Claire me enseña con orgullo una talla de madera de olivo en la que aparece la Sagrada Familia y de fondo un muro que se quita y se pone. Claire está muy orgullosa de haber sido ella la que ha diseñado este recuerdo de Belén. Es uno de los productos que se ofrecen en su tienda, un local muy poco visitado al que sólo cada media hora llega algún estadounidense o algún ruso extraviado.

La tienda de Claire se encuentra en los bajos de su casa. Una casa en la que se ve el muro que separa a los vecinos de Belén de Jerusalén, desde la habitación de invitados, y desde el lado opuesto, desde la cocina y el huerto. La casa de Claire está literalmente rodeada por el muro de la vergüenza. Lo levantaron en una noche, en la que era la carretera principal a Jerusalén y ahora hace un recodo frente al hogar de esta cristiana. Antes de que levantaran en una noche los bloques de hormigón, Claire tuvo durante mucho tiempo, enfrente de su ventana, a un grupo de francotiradores del ejército israelí. Una noche, de eso hace muchos años, puso música y los invitó a bailar. Y bailaron. Pero la mayor parte del tiempo no dejaban su fusil ni para dormir. Fueron meses, años, oyendo disparos. Incluso para subir a la azotea para abrir las cisternas del agua les tenía que pedir permiso. “Entonces fue cuando aprendí a confiar en la fuerza del Espíritu Santo. Fue el Espíritu Santo el que nos salvó. Esta es la tierra de los milagros, y que no muriéramos en la guerra de los años 90 fue un auténtico milagro”. Claire espera a sus clientes con paciencia y mientas me cuenta que hay muchos cristianos de Belén que pueden viajar por todo el mundo pero no recorrer los pocos kilómetros que les separan de Jerusalén para celebrar la Navidad o la Pascua. No pueden hacerlo si las autoridades israelíes no les dan un permiso. “A pesar de todo yo no pienso marcharme. Esta es mi tierra, esta es la tierra en la que nació Jesús, nuestra misión es estar aquí, ¿qué sería de la tierra de Jesús si nos marchamos?” –comenta–. “El muro caerá, más tarde o más temprano. Dios hizo milagros conmigo durante la guerra, los hará con el muro” –sentencia–.

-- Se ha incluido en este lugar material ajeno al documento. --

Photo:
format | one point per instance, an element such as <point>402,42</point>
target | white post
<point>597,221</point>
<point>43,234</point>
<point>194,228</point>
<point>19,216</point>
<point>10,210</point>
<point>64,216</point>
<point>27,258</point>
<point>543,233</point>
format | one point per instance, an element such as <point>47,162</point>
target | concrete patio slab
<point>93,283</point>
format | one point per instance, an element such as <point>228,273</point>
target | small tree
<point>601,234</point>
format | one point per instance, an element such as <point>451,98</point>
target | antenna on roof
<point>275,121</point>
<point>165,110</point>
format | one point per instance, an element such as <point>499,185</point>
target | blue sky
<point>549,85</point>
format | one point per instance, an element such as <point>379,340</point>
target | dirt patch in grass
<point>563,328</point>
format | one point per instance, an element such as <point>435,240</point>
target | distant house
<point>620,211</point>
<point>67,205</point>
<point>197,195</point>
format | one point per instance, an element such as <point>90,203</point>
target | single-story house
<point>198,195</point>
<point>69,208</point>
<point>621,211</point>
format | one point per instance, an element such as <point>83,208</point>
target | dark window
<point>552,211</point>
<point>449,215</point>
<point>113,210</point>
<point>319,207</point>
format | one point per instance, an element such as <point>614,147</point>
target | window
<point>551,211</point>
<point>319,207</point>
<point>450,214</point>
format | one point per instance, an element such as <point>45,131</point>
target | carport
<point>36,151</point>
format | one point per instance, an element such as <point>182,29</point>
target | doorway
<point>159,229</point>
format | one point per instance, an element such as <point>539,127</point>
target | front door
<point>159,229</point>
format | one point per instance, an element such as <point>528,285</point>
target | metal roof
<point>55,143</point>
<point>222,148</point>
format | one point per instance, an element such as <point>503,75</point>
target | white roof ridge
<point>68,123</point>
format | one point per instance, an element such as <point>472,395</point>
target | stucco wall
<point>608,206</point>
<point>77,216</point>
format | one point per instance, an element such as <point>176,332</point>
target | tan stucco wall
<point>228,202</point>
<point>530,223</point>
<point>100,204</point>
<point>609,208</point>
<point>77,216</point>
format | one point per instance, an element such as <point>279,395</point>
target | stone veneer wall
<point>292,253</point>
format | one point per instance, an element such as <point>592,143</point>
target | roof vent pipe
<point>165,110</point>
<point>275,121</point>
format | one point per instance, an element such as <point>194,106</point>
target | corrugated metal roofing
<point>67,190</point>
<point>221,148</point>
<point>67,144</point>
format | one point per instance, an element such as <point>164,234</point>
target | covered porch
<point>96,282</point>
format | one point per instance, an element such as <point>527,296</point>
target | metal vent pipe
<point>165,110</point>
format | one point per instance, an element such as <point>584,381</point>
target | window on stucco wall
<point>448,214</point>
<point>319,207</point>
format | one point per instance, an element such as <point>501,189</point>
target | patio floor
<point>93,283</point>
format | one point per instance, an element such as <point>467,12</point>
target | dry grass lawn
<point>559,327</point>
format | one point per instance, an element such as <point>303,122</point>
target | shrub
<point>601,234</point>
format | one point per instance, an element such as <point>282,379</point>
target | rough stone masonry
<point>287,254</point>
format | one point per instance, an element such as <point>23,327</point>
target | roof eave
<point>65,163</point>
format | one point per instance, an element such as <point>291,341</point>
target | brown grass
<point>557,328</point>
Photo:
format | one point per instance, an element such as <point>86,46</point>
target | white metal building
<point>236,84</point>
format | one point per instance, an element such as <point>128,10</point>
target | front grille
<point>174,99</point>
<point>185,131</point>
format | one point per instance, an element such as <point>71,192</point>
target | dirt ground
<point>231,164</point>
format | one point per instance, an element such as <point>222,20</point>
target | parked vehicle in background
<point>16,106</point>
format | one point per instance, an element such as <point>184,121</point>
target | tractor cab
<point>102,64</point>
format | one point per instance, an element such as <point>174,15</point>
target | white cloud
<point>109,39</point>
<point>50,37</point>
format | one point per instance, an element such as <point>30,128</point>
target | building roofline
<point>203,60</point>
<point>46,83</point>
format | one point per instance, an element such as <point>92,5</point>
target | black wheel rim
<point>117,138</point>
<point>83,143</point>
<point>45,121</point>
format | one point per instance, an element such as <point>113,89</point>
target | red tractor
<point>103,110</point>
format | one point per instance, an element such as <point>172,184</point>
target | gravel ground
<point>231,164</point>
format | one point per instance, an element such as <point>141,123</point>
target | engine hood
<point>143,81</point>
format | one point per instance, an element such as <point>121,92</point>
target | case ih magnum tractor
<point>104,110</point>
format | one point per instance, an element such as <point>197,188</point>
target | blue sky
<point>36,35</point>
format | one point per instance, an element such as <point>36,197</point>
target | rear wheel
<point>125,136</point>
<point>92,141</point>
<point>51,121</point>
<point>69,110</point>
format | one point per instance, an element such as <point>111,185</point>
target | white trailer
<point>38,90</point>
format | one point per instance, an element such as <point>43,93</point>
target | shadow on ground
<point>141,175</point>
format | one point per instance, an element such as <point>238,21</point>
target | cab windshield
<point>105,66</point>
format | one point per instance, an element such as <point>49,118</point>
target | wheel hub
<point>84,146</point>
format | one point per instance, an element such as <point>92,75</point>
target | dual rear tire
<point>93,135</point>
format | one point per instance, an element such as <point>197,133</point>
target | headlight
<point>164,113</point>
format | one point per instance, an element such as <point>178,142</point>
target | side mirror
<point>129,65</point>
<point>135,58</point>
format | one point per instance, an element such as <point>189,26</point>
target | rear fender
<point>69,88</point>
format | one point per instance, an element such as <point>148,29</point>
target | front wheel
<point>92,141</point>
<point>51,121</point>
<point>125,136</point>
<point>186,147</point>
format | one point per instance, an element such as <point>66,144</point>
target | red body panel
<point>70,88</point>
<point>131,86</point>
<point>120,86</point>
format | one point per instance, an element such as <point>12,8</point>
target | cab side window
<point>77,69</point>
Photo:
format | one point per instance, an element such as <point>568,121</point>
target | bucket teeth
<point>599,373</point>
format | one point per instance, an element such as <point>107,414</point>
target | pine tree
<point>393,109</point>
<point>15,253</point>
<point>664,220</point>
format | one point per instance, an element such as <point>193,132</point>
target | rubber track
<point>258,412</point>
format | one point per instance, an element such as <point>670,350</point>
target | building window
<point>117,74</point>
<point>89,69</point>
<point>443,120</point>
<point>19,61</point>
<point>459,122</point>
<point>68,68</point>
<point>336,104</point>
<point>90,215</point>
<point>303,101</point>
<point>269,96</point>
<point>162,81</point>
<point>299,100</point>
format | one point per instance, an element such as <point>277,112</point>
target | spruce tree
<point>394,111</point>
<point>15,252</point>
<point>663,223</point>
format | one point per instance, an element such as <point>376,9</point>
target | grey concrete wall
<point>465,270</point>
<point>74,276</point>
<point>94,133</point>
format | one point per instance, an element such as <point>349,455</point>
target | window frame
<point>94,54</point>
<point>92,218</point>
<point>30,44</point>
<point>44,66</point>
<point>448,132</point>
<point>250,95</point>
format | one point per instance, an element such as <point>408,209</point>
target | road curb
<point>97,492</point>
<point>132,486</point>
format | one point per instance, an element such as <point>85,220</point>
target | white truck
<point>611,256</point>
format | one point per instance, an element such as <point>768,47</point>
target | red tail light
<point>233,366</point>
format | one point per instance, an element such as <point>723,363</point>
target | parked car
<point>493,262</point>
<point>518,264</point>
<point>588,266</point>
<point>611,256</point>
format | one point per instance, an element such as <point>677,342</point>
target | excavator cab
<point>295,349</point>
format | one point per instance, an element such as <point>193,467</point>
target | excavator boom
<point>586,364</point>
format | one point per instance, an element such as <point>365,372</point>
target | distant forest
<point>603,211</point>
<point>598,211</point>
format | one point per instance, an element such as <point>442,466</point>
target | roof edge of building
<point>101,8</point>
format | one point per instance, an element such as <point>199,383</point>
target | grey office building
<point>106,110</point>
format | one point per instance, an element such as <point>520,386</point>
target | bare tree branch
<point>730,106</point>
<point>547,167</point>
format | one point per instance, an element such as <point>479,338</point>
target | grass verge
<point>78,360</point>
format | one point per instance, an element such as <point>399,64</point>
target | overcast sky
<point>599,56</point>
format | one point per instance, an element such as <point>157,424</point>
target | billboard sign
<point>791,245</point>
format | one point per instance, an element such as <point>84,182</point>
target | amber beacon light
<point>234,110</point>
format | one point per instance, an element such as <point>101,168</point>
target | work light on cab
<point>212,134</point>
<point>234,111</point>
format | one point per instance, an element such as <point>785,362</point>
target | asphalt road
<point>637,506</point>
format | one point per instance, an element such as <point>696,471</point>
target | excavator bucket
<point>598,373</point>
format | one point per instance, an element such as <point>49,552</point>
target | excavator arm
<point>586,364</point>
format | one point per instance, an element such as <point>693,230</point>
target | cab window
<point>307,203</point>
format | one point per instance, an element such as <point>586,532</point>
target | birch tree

El que tampoco piensa marcharse es Suhail, director de una escuela católica en Beit Jala. Beit Jala con Belén y Beit Saour forman el triángulo de pueblos cristianos de Cisjordania. Converso con Suhail en la Basílica de la Natividad, a pocos metros del lugar en el que María envolvió a Jesús en pañales. “A veces los que vivimos aquí nos acostumbramos a este lugar, como si estuviéramos en un edificio cualquiera, en una casa cualquiera. Este es el lugar que da sentido a todo, de aquí sale nuestra fuerza. Si no nos damos cuenta de que Jesús nació por nosotros nos quedamos sin fuerza”, apunta Suhail. Y añade: “comprendo a la gente que se marcha, no es fácil vivir sin oportunidades, con dificultades para moverse. Pero aunque fuera el último de todos, aunque yo fuera el último cristiano en esta tierra no me marcharía. Ser cristiano aquí es un don y un reto. En realidad todo regalo es un reto” –me comenta–. Claire y Suhail lo tienen claro: no quieren una vida lejos del pesebre. La luz empieza a ponerse dorada y se levanta esa brisa que anuncia en esta tierra que el sol va ponerse. Vuelvo a Jerusalén a dormir. Donde muchos de los cristianos de Belén no pueden venir.